Boolean Algebra Laws
Reference for Boolean algebra laws: De Morgan, identity, complement, and absorption.
Covers AND, OR, NOT, XOR, and NAND truth tables for digital logic.
The Formula
Null: A + 1 = 1, A · 0 = 0
Complement: A + A' = 1, A · A' = 0
De Morgan's: (A · B)' = A' + B', (A + B)' = A' · B'
Boolean algebra is the mathematics of digital logic. It uses only two values (0 and 1) and three basic operations: AND (·), OR (+), and NOT (').
Variables
| Symbol | Meaning |
|---|---|
| A, B | Boolean variables (either 0 or 1) |
| + | OR operation |
| · | AND operation |
| ' | NOT operation (complement) |
| 0 | False / Low |
| 1 | True / High |
Example 1
Simplify: A · (A + B)
Apply distribution: A · A + A · B
A · A = A (idempotent law)
A + A · B = A (absorption law)
Result: A
Example 2
Apply De Morgan's law to: (A · B · C)'
(A · B · C)' = A' + B' + C'
The complement of an AND becomes an OR of the complements
When to Use It
Use Boolean algebra when:
- Designing and simplifying digital logic circuits
- Writing conditional logic in programming
- Optimizing database queries with AND/OR conditions
- Analyzing truth tables and logic gates
Key Notes
- Three fundamental operations: AND (·), OR (+), and NOT (¬). Every Boolean function — no matter how complex — can be built from these three operations.
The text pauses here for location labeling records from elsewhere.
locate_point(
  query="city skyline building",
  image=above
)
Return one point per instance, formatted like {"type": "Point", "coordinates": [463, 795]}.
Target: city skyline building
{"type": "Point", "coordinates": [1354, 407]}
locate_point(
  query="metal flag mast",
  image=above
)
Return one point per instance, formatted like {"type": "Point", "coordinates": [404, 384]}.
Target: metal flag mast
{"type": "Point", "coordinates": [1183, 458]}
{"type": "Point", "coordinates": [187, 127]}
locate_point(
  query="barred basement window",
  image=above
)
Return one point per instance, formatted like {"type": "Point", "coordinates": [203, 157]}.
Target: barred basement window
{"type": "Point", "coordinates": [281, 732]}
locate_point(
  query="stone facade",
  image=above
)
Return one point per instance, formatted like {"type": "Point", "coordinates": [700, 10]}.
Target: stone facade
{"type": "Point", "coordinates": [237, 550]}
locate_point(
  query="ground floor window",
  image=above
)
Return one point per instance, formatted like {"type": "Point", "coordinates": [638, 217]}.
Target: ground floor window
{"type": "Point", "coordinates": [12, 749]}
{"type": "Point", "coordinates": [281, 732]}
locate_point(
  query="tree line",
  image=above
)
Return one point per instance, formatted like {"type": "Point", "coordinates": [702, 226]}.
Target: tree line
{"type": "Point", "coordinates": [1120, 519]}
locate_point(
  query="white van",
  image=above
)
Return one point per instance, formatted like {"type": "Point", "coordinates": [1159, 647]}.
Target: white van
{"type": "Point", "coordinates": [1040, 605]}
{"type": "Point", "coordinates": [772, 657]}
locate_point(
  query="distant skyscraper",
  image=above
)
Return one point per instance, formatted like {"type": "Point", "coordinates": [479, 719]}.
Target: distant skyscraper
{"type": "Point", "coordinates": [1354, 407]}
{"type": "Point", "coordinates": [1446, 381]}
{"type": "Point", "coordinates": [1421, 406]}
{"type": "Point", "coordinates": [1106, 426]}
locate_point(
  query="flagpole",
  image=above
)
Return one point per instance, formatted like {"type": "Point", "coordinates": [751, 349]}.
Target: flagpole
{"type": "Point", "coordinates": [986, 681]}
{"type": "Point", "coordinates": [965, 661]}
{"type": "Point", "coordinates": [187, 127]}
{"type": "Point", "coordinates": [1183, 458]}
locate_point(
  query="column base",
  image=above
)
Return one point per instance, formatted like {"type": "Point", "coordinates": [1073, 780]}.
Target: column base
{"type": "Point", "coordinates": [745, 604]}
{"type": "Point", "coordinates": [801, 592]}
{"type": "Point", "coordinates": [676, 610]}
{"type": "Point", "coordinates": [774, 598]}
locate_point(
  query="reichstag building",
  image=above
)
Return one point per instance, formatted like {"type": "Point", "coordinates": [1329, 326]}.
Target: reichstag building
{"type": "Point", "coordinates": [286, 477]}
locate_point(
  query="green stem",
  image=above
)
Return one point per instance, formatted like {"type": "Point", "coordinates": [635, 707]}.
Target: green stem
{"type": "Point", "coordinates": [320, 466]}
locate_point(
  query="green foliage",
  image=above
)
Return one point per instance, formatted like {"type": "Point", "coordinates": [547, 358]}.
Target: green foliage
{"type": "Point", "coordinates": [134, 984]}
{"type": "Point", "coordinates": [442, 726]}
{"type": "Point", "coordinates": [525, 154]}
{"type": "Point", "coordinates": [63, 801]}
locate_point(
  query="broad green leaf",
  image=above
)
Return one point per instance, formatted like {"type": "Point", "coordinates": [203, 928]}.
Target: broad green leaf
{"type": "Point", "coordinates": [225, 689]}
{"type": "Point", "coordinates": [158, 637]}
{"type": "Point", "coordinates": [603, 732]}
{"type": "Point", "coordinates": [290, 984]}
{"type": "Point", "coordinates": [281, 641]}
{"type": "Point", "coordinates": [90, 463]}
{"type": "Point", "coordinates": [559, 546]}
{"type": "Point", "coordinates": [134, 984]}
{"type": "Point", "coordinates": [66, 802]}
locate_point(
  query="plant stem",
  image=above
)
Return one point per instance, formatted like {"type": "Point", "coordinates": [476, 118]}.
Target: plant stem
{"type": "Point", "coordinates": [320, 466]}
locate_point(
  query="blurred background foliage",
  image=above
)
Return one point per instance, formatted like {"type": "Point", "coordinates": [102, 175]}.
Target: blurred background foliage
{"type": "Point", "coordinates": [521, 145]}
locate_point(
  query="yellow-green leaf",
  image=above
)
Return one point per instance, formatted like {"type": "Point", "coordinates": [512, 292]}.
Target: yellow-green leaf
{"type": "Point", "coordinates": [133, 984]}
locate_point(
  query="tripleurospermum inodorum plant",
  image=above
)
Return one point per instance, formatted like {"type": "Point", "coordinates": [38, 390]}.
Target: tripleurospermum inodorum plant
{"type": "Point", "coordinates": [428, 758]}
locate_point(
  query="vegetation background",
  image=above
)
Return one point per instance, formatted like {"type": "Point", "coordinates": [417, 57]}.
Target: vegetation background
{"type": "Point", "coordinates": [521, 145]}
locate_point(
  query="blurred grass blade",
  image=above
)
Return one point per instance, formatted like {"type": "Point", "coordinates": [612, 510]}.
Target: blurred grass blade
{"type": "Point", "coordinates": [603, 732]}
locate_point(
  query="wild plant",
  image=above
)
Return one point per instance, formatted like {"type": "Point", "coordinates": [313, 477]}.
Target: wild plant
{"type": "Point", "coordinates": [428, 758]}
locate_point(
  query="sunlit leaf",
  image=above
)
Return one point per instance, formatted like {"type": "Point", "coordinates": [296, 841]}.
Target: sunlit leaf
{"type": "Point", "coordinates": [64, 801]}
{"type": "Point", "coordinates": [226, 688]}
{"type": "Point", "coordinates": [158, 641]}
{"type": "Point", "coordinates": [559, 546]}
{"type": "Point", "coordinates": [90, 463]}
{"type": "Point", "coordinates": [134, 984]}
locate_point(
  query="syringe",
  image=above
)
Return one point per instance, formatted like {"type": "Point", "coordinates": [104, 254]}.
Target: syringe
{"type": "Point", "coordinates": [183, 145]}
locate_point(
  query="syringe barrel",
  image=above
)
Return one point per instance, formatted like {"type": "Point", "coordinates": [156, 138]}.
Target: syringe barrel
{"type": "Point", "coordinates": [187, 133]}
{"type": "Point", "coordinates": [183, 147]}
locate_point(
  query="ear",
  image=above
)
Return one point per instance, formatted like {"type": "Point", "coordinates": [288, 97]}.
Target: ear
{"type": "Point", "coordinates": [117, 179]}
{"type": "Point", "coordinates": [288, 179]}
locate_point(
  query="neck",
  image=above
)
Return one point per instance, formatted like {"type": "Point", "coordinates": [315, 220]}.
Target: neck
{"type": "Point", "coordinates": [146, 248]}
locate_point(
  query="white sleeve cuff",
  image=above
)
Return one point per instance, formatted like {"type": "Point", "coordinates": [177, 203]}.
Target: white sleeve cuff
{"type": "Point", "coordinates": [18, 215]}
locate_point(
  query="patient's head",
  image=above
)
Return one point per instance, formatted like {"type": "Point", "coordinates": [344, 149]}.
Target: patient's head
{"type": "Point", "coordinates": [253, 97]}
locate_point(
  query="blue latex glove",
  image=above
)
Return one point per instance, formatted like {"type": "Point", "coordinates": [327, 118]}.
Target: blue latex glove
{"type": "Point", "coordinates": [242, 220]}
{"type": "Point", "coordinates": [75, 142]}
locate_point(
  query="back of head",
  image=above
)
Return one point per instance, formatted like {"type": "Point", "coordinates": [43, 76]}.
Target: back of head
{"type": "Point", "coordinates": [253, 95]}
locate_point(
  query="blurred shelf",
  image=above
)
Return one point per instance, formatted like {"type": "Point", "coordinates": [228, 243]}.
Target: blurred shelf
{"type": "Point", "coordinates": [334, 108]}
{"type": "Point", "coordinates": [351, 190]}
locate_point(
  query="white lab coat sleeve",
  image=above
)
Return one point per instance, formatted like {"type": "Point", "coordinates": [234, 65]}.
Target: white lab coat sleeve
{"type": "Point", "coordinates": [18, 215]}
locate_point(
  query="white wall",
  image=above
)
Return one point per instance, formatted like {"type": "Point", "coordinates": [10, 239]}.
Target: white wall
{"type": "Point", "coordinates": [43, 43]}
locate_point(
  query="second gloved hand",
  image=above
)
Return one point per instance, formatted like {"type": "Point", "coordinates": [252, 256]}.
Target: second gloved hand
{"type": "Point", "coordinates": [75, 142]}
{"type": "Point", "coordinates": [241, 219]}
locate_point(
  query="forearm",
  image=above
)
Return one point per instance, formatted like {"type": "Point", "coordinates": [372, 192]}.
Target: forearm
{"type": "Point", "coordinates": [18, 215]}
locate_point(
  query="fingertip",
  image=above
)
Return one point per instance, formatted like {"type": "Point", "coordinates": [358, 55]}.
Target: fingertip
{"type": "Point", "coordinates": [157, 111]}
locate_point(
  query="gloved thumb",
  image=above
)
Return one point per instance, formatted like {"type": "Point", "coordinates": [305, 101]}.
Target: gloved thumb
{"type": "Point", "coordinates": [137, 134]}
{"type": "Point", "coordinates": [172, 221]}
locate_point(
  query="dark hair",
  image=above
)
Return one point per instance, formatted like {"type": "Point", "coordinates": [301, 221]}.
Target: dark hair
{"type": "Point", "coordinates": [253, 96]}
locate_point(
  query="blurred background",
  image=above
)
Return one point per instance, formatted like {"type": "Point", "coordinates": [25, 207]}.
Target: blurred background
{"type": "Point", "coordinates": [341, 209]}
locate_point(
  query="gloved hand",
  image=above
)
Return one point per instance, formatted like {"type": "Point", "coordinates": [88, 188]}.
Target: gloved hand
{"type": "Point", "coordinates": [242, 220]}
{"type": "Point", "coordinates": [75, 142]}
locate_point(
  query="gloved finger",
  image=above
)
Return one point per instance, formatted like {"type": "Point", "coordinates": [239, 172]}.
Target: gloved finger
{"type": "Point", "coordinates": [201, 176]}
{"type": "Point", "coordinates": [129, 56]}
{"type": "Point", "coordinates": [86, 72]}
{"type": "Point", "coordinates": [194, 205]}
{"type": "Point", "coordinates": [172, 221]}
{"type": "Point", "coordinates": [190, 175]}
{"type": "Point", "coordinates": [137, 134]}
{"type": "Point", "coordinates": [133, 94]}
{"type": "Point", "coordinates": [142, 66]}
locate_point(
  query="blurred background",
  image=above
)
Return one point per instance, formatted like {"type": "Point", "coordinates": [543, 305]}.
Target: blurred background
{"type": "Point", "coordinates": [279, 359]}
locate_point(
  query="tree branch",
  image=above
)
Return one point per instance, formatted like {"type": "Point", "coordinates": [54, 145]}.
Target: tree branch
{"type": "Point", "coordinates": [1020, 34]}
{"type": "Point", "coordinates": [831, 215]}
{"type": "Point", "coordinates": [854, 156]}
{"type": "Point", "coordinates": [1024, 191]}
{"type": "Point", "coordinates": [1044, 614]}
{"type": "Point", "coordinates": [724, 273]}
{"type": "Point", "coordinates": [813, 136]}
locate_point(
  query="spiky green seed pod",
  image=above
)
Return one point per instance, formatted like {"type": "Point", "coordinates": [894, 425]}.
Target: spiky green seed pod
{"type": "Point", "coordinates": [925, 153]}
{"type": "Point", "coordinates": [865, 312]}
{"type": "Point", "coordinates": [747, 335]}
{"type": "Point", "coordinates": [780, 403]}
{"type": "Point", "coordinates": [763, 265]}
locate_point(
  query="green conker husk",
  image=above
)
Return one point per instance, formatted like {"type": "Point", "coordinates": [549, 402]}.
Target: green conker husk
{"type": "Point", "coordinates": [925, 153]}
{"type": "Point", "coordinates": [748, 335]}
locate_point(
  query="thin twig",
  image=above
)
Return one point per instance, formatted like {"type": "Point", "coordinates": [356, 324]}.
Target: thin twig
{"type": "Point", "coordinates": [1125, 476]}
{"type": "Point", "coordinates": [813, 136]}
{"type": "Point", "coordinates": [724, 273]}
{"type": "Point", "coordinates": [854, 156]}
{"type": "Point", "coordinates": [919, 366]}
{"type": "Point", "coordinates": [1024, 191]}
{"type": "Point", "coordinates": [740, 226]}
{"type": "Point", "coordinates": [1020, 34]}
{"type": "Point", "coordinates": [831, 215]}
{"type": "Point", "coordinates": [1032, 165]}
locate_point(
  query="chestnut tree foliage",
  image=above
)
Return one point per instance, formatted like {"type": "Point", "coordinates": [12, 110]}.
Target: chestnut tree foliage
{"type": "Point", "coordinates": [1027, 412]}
- De Morgan's Laws: ¬(A · B) = ¬A + ¬B and ¬(A + B) = ¬A · ¬B. These are essential for simplifying logic circuits and converting between AND/OR forms. "Break the bar, change the operator."
- Idempotent and absorption laws: A · A = A, A + A = A (idempotent). A · (A + B) = A, A + (A · B) = A (absorption). These simplify redundant logic.
- Universal gates: Any Boolean function can be built using only NAND gates (or only NOR gates). This is why microchips are often designed entirely with one gate type.
- XOR is not a fundamental gate: XOR (exclusive OR, A ⊕ B) is a derived operation: A ⊕ B = (A · ¬B) + (¬A · B). XOR is true when exactly one input is true — widely used in encryption and parity checks.